Doch laut EuRH sind die „Projekte nicht wirksam umgesetzt“ worden. So wurde eine Grundvoraussetzung der EU-Strategien für den Ausbau der Binnenschifffahrt – die Beseitigung der Engpässe – nicht erfüllt. Zu niedrige Brücken sowie ineffiziente Schleusen und Wasserabschnitte verhindern noch immer ein größeres Verkehrsaufkommen auf den Wasserstraßen.
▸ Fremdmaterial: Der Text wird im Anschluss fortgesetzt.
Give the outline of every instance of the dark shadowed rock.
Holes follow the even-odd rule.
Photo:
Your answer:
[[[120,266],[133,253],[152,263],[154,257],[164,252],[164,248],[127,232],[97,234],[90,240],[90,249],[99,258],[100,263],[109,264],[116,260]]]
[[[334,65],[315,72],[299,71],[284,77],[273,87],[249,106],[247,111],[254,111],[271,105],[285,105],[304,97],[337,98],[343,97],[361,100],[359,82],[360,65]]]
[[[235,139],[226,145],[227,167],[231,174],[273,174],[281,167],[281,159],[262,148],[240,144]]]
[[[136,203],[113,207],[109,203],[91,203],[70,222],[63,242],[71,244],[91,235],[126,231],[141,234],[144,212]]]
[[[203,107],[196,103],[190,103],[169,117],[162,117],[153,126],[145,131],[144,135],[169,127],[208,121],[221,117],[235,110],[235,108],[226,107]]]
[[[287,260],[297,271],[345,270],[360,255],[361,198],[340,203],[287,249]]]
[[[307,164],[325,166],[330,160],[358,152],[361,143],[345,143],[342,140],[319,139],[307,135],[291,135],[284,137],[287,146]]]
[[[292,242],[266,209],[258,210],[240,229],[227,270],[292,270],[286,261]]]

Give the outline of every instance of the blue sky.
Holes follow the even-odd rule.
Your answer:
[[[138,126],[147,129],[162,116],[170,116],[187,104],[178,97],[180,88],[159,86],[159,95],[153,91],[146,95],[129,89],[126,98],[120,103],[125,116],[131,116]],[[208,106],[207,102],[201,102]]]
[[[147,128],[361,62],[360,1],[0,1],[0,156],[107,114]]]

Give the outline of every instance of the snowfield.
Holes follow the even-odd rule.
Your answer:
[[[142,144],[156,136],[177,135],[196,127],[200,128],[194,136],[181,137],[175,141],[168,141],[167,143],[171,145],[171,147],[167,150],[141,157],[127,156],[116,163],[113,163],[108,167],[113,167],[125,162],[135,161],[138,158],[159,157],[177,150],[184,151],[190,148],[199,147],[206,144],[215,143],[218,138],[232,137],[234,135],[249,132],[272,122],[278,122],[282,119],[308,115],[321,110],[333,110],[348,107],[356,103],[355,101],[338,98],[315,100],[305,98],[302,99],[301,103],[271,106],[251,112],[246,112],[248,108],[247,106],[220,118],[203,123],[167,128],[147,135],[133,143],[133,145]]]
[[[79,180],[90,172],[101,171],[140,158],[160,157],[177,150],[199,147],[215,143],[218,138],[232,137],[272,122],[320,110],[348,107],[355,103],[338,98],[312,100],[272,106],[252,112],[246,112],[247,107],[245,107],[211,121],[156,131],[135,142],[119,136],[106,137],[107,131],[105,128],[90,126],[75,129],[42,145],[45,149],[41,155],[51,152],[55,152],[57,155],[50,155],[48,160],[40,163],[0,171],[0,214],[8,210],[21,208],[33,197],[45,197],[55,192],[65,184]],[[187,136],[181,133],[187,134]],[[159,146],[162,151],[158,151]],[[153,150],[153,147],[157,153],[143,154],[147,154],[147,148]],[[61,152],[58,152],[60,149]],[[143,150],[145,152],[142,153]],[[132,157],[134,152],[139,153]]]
Der Europäische Rechnungshof nahm dabei auch die Mitgliedsländer in die Pflicht: Sie sollen zusätzliche Mittel aus nationalen und/oder privaten Quellen bereitstellen.

Außerdem sollte die Europäische Kommission zur Verbesserung der Koordinierung zwischen den Mitgliedstaaten:

  • Den potenziellen Markt und die Vorteile der Binnenschifffahrt in verschiedenen Flussabschnitten ausführlich analysieren und die Flüsse hinsichtlich ihres Potenzials klassifizieren;
  • mit den Mitgliedstaaten Ziele für die Beseitigung von Engpässen festlegen und
  • bei den Mitgliedstaaten entlang der wichtigsten Binnenschifffahrtskorridore regelmäßig Berichte über Instandhaltungsarbeiten sowie über deren Auswirkungen auf die Schiffbarkeit anfordern.